I moved on to plan two.
At this point he is leaning inside the passenger window. He
speaks in Swahili again, “Sawa, tutaenda polici pamoja sasa hivi” (Ok, we will
go to the police station right now together.
I responded in English, “I don’t know those words, I am only
beginning with Swahili, you will have to explain in English, I don’t
understand.
Seeing his awkwardness with English, Plan two was to make
him use it to explain everything. I had hoped that eventually he would feel
uncomfortable and inadequate with his language skills, frustrating him to the
point of letting me go. If I am to be arrested then he must be able to explain
why in English.
“You are arrested, you take me to police station now,” He
continues to demand behind the locked door of the Land Cruiser.
I reiterate, again in English, “Arrested? What is arrested?
You say I have no sticker.
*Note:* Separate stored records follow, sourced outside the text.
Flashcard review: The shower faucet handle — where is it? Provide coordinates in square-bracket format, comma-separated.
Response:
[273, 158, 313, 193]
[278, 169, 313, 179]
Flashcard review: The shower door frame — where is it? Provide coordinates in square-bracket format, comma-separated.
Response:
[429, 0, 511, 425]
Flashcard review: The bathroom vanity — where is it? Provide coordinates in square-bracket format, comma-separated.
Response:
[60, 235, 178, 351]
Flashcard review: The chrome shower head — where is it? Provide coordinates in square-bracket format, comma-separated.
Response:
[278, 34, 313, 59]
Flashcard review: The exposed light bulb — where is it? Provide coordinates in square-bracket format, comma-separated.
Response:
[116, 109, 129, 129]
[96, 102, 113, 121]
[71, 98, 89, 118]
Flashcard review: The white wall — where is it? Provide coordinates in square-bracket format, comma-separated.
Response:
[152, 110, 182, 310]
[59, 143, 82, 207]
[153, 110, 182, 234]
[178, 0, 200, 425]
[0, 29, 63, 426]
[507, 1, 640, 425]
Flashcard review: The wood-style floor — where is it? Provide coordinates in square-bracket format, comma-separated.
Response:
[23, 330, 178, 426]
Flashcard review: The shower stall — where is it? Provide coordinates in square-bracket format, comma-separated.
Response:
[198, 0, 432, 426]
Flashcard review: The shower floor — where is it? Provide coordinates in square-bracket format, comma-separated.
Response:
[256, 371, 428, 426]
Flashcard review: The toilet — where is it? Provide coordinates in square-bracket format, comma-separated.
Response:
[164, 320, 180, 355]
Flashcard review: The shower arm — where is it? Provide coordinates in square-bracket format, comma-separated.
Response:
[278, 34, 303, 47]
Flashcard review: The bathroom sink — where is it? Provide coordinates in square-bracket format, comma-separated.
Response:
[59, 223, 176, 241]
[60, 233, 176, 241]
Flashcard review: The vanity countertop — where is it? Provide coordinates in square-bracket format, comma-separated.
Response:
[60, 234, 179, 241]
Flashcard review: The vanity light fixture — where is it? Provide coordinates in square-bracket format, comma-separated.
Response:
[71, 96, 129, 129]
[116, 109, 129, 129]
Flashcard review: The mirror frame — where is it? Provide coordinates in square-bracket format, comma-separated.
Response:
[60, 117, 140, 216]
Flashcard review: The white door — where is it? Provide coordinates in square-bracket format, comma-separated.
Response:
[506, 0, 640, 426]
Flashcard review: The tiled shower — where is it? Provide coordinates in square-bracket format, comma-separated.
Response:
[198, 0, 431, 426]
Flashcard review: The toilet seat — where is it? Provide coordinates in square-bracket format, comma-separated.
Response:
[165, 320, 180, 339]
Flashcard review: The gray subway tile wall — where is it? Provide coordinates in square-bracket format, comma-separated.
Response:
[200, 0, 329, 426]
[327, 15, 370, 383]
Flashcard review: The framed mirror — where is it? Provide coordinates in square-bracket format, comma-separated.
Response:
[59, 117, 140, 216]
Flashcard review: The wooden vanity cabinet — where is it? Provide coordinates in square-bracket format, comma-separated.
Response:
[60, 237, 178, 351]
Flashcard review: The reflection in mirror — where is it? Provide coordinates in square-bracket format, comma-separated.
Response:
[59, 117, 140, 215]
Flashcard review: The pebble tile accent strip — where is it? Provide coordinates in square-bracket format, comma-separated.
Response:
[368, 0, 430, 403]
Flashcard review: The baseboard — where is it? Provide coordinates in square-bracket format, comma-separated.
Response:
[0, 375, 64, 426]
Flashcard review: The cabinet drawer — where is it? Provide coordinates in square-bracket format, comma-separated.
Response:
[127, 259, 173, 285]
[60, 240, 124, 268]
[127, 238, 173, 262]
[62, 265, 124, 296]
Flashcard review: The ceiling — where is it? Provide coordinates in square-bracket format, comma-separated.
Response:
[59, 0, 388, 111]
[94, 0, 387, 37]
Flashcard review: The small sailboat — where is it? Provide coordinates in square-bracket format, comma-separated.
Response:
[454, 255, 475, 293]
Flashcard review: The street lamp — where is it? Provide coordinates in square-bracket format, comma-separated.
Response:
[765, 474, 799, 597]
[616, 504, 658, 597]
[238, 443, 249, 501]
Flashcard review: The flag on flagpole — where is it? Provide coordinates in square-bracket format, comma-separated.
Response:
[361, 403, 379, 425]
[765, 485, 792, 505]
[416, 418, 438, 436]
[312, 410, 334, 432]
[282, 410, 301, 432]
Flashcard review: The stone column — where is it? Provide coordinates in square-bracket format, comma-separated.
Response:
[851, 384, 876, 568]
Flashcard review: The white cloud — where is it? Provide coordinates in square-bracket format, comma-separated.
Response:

Now you say I have no arrested? What is arrested? Do
I need to buy an arrested too?”
He is getting more and more frustrated, “No, you arrested.
No sticker, you arrested.”
I respond again, “I can buy an arrested, but I don’t know
what that is. Is it an English word or Swahili word? Where can I buy this
arrested so I can go home?”
This basic pattern of conversation continued for nearly five
minutes. His demand to go to the police station was always followed by my bewildered
questions and he was becoming increasingly flustered. Over and over again he
kept trying to revert to Swahili to explain. I keep insisted that I did not
understand.
Eventually out of exhaustion and frustration, he stopped talking
and stared at me. He reached in through the open window and pointed his finger
at my face. “Will you be careful?”
I responded, “Absolutely, of course officer.”
“Then you go! Now!”
I could have just driven away. Plan two had been a rousing success.
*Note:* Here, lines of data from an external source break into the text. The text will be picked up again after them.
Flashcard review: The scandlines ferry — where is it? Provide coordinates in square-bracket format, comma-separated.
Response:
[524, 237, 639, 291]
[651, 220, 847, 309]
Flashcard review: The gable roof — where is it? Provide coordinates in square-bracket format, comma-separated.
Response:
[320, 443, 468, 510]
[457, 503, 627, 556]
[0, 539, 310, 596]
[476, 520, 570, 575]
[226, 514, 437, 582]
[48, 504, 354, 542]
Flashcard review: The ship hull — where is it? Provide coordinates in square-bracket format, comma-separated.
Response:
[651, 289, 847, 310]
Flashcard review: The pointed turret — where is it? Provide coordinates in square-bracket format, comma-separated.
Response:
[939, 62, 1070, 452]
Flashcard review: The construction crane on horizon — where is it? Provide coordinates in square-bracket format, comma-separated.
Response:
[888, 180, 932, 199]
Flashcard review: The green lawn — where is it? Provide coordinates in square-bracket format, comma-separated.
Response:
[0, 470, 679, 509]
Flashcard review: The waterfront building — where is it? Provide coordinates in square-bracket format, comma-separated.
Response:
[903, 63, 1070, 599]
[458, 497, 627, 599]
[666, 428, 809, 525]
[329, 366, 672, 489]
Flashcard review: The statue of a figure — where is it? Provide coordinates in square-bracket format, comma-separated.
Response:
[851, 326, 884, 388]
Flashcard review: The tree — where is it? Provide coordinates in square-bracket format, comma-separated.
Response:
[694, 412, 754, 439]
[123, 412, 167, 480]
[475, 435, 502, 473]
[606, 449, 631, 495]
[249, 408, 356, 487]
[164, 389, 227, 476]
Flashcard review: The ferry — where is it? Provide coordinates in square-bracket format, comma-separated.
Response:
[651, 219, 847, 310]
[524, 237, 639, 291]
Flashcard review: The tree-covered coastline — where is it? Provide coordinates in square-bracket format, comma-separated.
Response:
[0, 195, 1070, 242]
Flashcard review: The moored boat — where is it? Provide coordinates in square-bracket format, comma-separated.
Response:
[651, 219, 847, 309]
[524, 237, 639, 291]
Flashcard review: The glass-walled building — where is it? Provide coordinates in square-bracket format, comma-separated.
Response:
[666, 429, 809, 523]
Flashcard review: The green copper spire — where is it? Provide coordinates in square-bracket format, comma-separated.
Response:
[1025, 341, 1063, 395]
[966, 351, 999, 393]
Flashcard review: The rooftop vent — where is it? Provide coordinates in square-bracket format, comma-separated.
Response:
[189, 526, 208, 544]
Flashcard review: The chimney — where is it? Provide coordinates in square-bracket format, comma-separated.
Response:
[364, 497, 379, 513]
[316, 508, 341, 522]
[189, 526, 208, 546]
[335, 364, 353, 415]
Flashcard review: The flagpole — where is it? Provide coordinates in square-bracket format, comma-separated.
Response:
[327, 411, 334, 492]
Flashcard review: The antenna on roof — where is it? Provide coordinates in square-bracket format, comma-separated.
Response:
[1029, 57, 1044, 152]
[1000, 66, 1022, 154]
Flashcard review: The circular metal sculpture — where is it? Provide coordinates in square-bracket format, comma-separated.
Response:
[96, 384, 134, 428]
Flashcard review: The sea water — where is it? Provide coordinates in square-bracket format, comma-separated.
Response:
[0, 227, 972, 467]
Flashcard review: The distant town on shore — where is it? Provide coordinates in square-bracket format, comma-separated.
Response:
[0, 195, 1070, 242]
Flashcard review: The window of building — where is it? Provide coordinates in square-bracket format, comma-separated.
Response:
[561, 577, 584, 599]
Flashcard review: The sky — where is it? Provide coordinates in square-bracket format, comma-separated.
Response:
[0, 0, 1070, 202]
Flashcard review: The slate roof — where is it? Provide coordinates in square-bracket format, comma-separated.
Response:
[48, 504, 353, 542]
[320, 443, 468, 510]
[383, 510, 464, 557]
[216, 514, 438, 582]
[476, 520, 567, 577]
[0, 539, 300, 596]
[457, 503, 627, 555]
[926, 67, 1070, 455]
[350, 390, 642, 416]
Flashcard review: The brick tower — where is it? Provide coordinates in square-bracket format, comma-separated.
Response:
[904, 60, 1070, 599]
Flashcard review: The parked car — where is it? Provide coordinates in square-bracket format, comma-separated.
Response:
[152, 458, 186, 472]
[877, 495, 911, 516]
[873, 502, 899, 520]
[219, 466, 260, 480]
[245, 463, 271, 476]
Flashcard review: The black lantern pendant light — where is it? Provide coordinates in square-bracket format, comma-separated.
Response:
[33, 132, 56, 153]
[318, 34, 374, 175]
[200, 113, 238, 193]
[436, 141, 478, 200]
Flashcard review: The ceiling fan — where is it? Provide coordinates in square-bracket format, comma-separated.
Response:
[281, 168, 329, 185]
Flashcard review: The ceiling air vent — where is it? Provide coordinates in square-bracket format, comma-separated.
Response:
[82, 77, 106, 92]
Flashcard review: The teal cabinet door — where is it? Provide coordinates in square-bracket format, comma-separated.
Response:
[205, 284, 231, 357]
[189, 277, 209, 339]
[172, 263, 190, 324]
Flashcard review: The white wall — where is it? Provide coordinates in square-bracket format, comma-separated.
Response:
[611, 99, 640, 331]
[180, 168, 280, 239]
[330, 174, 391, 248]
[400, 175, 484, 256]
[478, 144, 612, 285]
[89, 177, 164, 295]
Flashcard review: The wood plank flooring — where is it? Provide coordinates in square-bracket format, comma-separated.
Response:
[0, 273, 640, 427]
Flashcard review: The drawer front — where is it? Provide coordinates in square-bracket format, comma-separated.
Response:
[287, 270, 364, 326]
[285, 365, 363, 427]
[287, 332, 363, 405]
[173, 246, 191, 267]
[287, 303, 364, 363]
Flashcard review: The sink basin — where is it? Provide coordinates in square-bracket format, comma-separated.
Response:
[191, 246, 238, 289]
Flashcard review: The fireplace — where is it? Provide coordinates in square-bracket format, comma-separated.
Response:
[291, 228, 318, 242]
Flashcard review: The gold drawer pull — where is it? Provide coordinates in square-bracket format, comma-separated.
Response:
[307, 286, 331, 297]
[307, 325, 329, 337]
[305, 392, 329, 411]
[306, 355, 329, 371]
I was free. But in our conversation the officer began to fascinate me. And to
be quite honest some part of me enjoyed patronizing him. He wasn’t doing his
job. Sure, he could have fined me for the sticker and that would have been
perfectly legal. I would have gladly paid. But to threaten arrest, to try and
coerce me into a bribe? That’s not acceptable. I wanted to understand him, to
see if it was all an act, to see if he really was just some corrupt officer
looking for money.
I asked him his name; I asked him where he was from. He was
Omar, a Muslim from Zanzibar. He had been working here in Arusha for almost seven
years. He had moved to the city for work and now didn’t know if he could ever
go back. But he dreamed of it. He fantasized of someday being able to return to
his extended family and friends. But Arusha is where the money is, so that is
where he is.
I asked more and more questions and listened to his story,
tried to get past the corrupt police officer and to the person underneath. The
more we talked the more his demeanor changed. The scolding, sneering police
officer I had first encountered was now laughing, smiling, and investing in our
conversation. After almost ten minutes he wrote down his contact information
for me and asked that I call him. We joked that someday we would visit Zanzibar
together.
As I pulled away, he stopped me one last time. He reached
over to shake my hand and told me that if anyone else pulled me over, ever, to
call him. He would help me; he would make sure I didn’t have any more problems
like this. I smiled, thanked him, and
waved one last time as I left my new friend.